Seduta in leggero ribasso per la moneta unica nei confronti della divisa statunitense. EURUSD si attesta in area 1,5470. Stabile, invece, il cambio EURGBP che si conferma in area 0,7925.
Avvenimenti Giornalieri
Giappone Pil 1° trimestre (00:50)
Fiducia consumatori aprile (00:50)
Produzione industriale rivista marzo (00:50)
Italia Bilancia commerciale verso UE e mondo marzo (10:00).
Zona Euro Bilancia commerciale marzo (11:00).
Usa Avvio cantieri e permessi aprile (14:30)
Fiducia consumatori preliminare maggio (16:00)
Commento alla giornata precedente.
Ad analizzare i dati macroeconomici di ieri ci si aspetterebbe una rivalutazione dell'euro contro il dollaro. L'inflazione è risultata in rialzo del 0.3% su base mensile attestando la crescita annua al 3.3%. Il Prodotto interno lordo area Euro fa registrare nel primo trimestre un incremento del +0.7% contro un precedente di +0.4% ed una aspettativa degli analisti per un +0.5%. Il dato conferma la sostanziale tenuta dell'economia Europea nel primo trimestre del 2008 portanto il GDP annualizzato ad un +2.2% contro una aspettativa degli analisti a +1.9%. Questi due dati insieme confermano che la politica monetaria posta in essere dalla BCE sta producendo dei risultati positivi; adesso ci si aspetta che la corsa dei prezzi nella seconda parte dell'anno rallenti. Negativi, invece, i dati provenienti dagli Stati Uniti. Solo il Philadelphia index, seppur in calo, ha battuto le aspettative degli analisti.

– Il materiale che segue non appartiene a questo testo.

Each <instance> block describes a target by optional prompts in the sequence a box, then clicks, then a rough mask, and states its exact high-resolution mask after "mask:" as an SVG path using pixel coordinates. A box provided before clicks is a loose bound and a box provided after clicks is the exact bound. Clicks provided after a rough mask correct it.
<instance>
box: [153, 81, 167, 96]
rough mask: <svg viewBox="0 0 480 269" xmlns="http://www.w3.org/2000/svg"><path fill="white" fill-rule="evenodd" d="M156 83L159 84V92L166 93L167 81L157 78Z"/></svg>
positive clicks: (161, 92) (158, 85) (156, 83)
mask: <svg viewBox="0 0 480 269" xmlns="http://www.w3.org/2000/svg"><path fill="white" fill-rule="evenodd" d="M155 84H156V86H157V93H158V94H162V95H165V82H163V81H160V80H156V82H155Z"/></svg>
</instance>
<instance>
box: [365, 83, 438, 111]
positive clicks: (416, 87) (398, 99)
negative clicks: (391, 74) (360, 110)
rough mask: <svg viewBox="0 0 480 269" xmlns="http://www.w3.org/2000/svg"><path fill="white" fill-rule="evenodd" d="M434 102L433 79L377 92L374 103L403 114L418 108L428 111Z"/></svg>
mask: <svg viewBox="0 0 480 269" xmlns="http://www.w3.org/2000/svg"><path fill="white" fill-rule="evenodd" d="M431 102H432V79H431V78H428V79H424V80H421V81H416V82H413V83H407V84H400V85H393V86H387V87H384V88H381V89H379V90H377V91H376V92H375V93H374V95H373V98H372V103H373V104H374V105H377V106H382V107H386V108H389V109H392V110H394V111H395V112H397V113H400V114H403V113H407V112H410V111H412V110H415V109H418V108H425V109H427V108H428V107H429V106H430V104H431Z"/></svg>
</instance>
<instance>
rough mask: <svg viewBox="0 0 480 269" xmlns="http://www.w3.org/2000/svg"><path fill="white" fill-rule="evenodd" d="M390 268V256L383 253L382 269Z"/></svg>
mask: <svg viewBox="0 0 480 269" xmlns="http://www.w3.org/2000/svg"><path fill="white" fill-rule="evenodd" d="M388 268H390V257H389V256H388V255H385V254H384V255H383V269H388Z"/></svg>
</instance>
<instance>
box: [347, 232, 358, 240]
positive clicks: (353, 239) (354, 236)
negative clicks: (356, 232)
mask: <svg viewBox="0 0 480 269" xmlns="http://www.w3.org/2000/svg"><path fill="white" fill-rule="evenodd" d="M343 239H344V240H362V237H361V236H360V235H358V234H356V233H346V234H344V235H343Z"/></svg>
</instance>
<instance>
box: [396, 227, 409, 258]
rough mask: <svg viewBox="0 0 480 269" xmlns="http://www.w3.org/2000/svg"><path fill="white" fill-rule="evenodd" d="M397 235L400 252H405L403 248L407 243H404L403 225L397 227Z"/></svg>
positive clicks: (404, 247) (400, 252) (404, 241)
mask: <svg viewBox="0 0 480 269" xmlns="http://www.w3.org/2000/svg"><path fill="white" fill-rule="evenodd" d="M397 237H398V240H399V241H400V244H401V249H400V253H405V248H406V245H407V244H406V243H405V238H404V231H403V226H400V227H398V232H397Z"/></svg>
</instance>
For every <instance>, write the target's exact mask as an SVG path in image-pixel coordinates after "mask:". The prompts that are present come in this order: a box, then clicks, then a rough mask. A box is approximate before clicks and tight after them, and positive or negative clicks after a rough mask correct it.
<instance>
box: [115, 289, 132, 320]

Il comparto manifatturiero ha mostrato lievi miglioramenti per la Federal Reserve Bank di Philadelphia, che ne ha calcolato il valore relativo al mese di maggio. L'indice di Philadelphia è rimasto comunque in territorio negativo, facendo registrare -15.6 da -24.9 di aprile. Gli analisti si attendevano un valore
di circa -20.0. Sempre dagli USA non brilla il mercato del lavoro e quello dell'industria. Il mercato, nonostante le notizie rafforzassero l'euro e d indebolissero il dollaro, non ha premiato la divisa unica. Non è da escludere che la fase di congestione in cui il cambio fluttua da parecchi giorni fra 1.5350 e 1.5550 abbia inibito ogni tentativo di imbastire un movimento deciso.